In recognition of her trailblazing broadcasting career, Gloria Hunniford won the RTS NI Brian Waddell Award for Outstanding Contribution at a ceremony in Belfast in May. She is pictured with her friend Eamonn Holmes, who presented her with the award. Picture by Darren Kidd/Presseye.

She is keen to start filming the new series of Rip Off Britain. "It's now got a prime time slot at 7pm on BBC One which is great. The programme has never been more relevant. Our mailbag is full of letters from people saying they can't feed their children or pay their energy bills. I don't think three 21-year-olds could do the same job, our public trust us."

Hunniford is a third of the presenting team with Angela Rippon ("We sometimes have lunch together") and Julia Somerville, but they film the show separately.

Hunniford often visits the place she still calls home. Recently over for the Royal Television Society NI Awards, she was given the Brian Waddell award for her outstanding contribution to broadcasting, prefaced by plaudits from long-time friend Eamonn Holmes.
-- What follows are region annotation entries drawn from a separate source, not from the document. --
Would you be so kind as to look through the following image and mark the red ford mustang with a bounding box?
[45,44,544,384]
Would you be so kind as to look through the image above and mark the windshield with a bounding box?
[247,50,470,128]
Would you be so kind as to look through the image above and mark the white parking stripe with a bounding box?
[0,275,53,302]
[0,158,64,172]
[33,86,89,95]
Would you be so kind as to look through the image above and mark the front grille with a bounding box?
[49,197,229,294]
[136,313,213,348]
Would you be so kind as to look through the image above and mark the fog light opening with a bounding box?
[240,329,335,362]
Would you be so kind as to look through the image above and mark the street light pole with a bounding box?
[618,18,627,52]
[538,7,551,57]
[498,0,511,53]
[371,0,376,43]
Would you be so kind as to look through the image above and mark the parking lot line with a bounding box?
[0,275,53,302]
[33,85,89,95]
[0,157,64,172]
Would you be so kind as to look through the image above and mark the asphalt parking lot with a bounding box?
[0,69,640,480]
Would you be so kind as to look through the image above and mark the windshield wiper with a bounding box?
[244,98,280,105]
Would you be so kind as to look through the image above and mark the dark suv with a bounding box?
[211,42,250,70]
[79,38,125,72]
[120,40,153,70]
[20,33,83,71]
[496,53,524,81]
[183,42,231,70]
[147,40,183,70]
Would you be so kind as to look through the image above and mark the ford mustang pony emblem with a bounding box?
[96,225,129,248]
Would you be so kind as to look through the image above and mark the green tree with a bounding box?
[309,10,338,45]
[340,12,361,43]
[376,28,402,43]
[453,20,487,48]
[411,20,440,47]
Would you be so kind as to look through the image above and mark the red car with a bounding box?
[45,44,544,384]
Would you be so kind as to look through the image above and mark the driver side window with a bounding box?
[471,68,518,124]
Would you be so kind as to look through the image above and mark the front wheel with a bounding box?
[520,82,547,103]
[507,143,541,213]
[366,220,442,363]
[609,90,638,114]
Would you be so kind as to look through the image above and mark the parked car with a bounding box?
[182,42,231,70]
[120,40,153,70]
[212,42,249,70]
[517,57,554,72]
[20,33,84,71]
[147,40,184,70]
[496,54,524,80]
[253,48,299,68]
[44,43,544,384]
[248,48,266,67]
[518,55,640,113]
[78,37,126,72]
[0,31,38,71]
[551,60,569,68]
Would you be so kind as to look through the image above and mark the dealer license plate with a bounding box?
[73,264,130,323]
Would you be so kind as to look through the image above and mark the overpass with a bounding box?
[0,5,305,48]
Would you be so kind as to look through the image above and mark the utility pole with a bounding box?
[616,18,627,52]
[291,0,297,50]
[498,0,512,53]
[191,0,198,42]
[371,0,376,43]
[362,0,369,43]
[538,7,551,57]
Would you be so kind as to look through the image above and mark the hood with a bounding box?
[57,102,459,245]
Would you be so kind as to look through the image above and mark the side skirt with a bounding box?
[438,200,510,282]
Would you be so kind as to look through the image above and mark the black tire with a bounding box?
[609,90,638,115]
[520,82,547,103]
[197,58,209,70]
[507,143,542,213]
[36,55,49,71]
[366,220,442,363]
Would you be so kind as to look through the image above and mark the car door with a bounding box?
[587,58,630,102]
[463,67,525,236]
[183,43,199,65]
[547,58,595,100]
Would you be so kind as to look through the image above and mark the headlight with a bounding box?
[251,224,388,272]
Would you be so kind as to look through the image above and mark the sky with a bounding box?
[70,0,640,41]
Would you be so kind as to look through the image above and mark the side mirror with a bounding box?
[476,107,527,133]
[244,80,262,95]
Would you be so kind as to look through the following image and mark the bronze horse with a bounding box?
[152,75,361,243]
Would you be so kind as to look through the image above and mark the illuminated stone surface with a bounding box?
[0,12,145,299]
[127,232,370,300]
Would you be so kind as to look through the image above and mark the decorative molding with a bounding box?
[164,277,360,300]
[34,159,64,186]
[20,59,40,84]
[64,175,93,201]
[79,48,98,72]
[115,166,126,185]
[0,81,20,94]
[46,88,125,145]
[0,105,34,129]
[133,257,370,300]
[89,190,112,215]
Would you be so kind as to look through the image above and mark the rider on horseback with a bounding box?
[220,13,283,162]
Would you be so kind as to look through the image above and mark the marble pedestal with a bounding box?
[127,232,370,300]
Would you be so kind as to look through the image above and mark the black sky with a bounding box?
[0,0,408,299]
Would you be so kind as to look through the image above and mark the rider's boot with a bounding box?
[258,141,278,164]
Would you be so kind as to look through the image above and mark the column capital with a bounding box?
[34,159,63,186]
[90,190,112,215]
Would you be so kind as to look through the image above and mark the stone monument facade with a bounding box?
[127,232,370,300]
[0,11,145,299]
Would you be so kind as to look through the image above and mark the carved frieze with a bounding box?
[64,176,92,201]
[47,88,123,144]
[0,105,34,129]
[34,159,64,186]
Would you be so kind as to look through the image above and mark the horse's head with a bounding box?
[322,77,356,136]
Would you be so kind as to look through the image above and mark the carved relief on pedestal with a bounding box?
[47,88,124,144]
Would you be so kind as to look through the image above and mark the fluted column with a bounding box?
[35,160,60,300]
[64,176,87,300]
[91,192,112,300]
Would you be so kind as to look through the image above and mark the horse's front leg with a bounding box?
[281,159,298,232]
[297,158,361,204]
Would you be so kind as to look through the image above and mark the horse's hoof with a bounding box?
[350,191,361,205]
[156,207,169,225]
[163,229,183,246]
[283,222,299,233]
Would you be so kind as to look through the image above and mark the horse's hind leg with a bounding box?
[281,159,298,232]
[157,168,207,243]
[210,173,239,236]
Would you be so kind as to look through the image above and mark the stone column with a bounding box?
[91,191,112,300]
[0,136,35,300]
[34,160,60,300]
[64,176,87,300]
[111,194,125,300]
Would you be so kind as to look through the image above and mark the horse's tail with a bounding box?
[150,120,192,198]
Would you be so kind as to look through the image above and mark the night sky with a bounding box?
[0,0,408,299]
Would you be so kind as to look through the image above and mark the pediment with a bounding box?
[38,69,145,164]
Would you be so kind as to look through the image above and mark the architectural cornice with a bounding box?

She says at one point: "What drives me is my love of the business." This winter Hunniford will get the Freedom of the Borough of the City of Armagh, Banbridge and Craigavon: "I love coming back... The quality of life here is amazing."

Asked what was the best advice she had ever received, Hunniford pauses briefly then says: "Remember I was given a job in broadcasting. Once you're given your luck, work hard to make that luck work for you."